Lecture on Neural Networks and Convolutional Neural Networks

Administrative Information

Justin, a co-instructor, was introduced.
Assignment 2 is out:
- It's long; start early.
- Due next Friday.
- Involves implementing neural networks, forward/backward passes, batch normalization, dropout, and convolutional networks.

Four-Step Process:
1. Sample a small batch from the dataset.
2. Forward propagate to get the loss.
3. Backpropagate to compute gradients.
4. Perform parameter update.
Importance of activation functions:
- Without them, the network is just a linear classifier.
- Critical for fitting data.
Weight Initialization:
- Too small: activations towards zero.
- Too large: activations explode.
- Xavier initialization provides a balanced start.
Batch Normalization:
- Alleviates weight initialization issues.
- Makes training more robust.

Stochastic Gradient Descent (SGD):
- Directly scales the gradient by the learning rate.
Momentum Update:
- Uses past gradients to build velocity.
- Helps in speeding up shallow regions and damping oscillations in steep regions.
Nesterov Momentum:
- Looks ahead to evaluate the gradient.
- Provides faster convergence than standard momentum.
Adaptive Gradient (AdaGrad):
- Adjusts learning rates based on historical gradients.
- Can lead to decaying learning rates to zero over time.
RMSProp:
- Leaky version of AdaGrad.
- Prevents learning rates from decaying to zero.
Adam:
- Combines momentum and RMSProp.
- Generally the best default choice.

Training multiple models and averaging results improves performance.
Techniques to simulate ensembles:
- Averaging checkpoints.
- Using a running average of weights during test time.

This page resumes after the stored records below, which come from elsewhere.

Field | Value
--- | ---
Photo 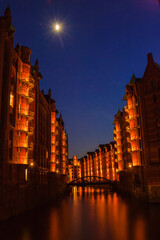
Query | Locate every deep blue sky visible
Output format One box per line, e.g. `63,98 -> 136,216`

0,0 -> 160,157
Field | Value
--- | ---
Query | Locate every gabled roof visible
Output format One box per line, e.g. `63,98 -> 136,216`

129,73 -> 136,84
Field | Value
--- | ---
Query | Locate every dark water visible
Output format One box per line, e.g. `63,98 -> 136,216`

0,187 -> 160,240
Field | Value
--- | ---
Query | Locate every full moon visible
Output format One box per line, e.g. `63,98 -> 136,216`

55,23 -> 61,32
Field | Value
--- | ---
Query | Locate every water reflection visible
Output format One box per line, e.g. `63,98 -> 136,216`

0,187 -> 160,240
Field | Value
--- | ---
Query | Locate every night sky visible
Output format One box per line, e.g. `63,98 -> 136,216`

0,0 -> 160,158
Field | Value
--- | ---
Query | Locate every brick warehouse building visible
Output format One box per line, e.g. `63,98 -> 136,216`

114,53 -> 160,201
0,7 -> 68,185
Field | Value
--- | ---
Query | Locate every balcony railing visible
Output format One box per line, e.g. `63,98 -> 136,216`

29,142 -> 34,150
17,124 -> 28,132
28,127 -> 34,135
18,89 -> 29,97
28,110 -> 34,120
17,140 -> 28,148
16,157 -> 28,164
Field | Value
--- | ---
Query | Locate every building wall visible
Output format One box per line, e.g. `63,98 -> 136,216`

0,7 -> 68,185
114,53 -> 160,201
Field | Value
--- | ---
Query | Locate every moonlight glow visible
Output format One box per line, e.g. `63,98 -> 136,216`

53,23 -> 62,32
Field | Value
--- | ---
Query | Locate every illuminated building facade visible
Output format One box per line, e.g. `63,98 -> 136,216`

80,142 -> 118,181
0,7 -> 68,185
114,53 -> 160,199
68,155 -> 82,182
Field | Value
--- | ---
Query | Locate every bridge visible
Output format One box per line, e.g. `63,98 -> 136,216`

67,176 -> 117,186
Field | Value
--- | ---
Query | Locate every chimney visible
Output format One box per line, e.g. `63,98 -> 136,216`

147,53 -> 153,63
48,88 -> 51,99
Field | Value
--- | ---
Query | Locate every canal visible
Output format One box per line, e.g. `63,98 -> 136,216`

0,187 -> 160,240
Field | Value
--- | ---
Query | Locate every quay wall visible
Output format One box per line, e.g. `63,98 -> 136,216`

0,176 -> 66,221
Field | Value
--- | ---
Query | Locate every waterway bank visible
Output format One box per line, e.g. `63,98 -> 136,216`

0,175 -> 66,221
0,187 -> 160,240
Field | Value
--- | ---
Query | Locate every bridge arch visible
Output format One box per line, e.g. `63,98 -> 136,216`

67,176 -> 116,186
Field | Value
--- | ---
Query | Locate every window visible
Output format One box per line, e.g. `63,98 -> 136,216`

10,92 -> 14,107
153,95 -> 157,103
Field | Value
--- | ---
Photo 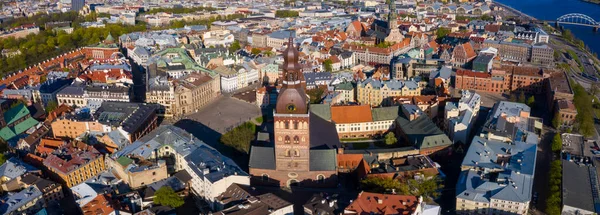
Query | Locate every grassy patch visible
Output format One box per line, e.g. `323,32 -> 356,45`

352,143 -> 371,149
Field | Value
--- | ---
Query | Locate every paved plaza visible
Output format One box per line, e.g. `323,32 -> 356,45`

183,96 -> 261,134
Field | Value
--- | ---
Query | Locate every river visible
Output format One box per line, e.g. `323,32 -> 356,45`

496,0 -> 600,54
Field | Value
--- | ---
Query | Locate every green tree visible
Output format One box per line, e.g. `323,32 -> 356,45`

229,40 -> 242,53
263,51 -> 275,57
572,82 -> 595,137
46,101 -> 58,113
544,160 -> 562,215
154,186 -> 184,208
479,14 -> 494,21
435,28 -> 450,38
0,153 -> 7,165
552,111 -> 562,129
526,95 -> 535,107
554,50 -> 560,60
552,133 -> 562,152
323,59 -> 333,72
385,132 -> 398,145
360,177 -> 405,193
250,48 -> 261,55
562,29 -> 574,41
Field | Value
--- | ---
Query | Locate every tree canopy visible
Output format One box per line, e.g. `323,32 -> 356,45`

552,133 -> 562,152
385,132 -> 398,145
544,160 -> 562,215
435,28 -> 450,38
572,83 -> 594,137
220,122 -> 256,154
154,186 -> 185,208
229,40 -> 242,53
323,59 -> 333,72
552,111 -> 562,129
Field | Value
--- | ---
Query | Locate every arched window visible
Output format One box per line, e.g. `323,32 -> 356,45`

317,175 -> 325,183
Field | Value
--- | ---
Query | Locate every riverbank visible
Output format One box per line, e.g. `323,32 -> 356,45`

581,0 -> 600,4
492,1 -> 537,21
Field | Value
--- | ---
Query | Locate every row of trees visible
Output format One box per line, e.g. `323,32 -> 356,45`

275,10 -> 300,18
0,24 -> 146,76
572,82 -> 594,137
544,160 -> 562,215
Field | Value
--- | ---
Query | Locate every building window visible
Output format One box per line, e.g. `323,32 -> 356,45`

317,175 -> 325,184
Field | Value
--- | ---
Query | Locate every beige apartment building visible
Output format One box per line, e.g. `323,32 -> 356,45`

146,72 -> 221,117
356,78 -> 422,106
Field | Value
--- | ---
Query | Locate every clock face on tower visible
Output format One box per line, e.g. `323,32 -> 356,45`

286,104 -> 296,112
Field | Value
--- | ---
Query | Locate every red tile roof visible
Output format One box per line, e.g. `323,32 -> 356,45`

345,192 -> 419,215
81,194 -> 115,215
331,105 -> 373,124
456,69 -> 492,78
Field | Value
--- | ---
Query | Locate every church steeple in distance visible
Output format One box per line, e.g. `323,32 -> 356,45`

275,36 -> 308,114
388,0 -> 398,29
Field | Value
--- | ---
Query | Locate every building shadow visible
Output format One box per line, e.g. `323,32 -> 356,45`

174,119 -> 249,172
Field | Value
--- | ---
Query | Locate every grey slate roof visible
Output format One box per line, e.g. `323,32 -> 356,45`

309,149 -> 337,171
57,86 -> 83,96
248,146 -> 275,169
371,106 -> 399,122
562,160 -> 595,212
0,157 -> 38,179
94,101 -> 159,133
457,136 -> 537,202
396,114 -> 452,149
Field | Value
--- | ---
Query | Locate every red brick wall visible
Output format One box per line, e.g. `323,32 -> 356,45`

250,168 -> 338,187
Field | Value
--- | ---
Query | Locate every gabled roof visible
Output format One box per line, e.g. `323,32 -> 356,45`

396,114 -> 452,149
309,149 -> 337,171
331,105 -> 373,124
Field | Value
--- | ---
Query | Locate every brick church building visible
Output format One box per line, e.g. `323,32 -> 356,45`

249,38 -> 339,187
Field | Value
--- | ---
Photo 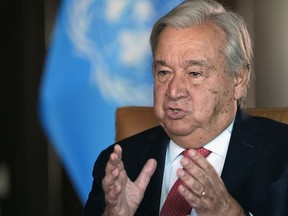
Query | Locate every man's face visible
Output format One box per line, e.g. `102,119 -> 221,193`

154,23 -> 242,147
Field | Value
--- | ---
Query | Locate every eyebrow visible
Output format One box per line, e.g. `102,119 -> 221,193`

153,59 -> 212,68
184,59 -> 211,68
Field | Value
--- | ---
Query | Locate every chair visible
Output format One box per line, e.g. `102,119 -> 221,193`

116,106 -> 288,141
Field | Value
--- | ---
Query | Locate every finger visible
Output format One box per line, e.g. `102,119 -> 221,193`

135,159 -> 157,190
102,144 -> 125,193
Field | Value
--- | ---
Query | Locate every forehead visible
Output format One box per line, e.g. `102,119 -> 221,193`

154,22 -> 225,64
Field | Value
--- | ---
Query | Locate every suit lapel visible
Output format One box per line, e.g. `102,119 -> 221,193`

221,109 -> 265,197
136,126 -> 169,215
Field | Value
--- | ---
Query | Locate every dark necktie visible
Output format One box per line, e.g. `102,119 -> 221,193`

160,148 -> 211,216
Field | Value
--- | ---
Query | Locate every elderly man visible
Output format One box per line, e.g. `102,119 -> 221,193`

83,0 -> 288,216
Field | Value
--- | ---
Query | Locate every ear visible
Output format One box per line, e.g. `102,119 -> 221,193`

234,68 -> 249,100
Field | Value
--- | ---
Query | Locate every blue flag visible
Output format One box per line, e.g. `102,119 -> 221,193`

40,0 -> 180,203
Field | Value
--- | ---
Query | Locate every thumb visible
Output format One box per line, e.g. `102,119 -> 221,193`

134,159 -> 157,191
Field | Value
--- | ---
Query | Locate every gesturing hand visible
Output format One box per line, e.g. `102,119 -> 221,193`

177,149 -> 244,216
102,144 -> 157,216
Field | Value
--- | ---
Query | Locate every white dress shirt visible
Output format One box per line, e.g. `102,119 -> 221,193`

160,122 -> 234,216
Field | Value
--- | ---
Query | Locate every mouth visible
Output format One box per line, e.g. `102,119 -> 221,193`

166,107 -> 187,120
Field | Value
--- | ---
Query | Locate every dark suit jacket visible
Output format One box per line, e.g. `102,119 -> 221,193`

83,110 -> 288,216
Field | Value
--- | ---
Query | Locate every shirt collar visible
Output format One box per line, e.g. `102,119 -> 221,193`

166,121 -> 234,161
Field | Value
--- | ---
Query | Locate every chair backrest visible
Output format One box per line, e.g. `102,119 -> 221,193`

116,106 -> 288,141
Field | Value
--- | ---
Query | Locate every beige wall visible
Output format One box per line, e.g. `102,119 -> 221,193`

236,0 -> 288,107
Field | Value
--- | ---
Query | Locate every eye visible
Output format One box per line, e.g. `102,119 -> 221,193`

188,71 -> 202,77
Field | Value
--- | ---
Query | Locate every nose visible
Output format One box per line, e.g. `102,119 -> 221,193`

167,74 -> 188,100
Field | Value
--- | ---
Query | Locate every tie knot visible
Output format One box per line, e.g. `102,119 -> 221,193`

183,147 -> 211,158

Historical context: Inspired by Hubel and Wiesel's visual cortex studies.
Layers of simple and complex cells.
Architecture advances:
- From early models (Neocognitron) to modern (AlexNet, VGG, etc.).
Applications:
- Image classification, retrieval, detection, segmentation.
- Non-visual tasks: speech, text, etc.
Real-world uses:
- Self-driving cars, facial recognition, medical imaging, etc.

Use Adam for parameter updates as a default choice.
Explore model ensembles for performance gains.
Dropout effectively reduces overfitting by promoting redundancy.
CNNs are powerful tools for a wide range of applications beyond just image processing.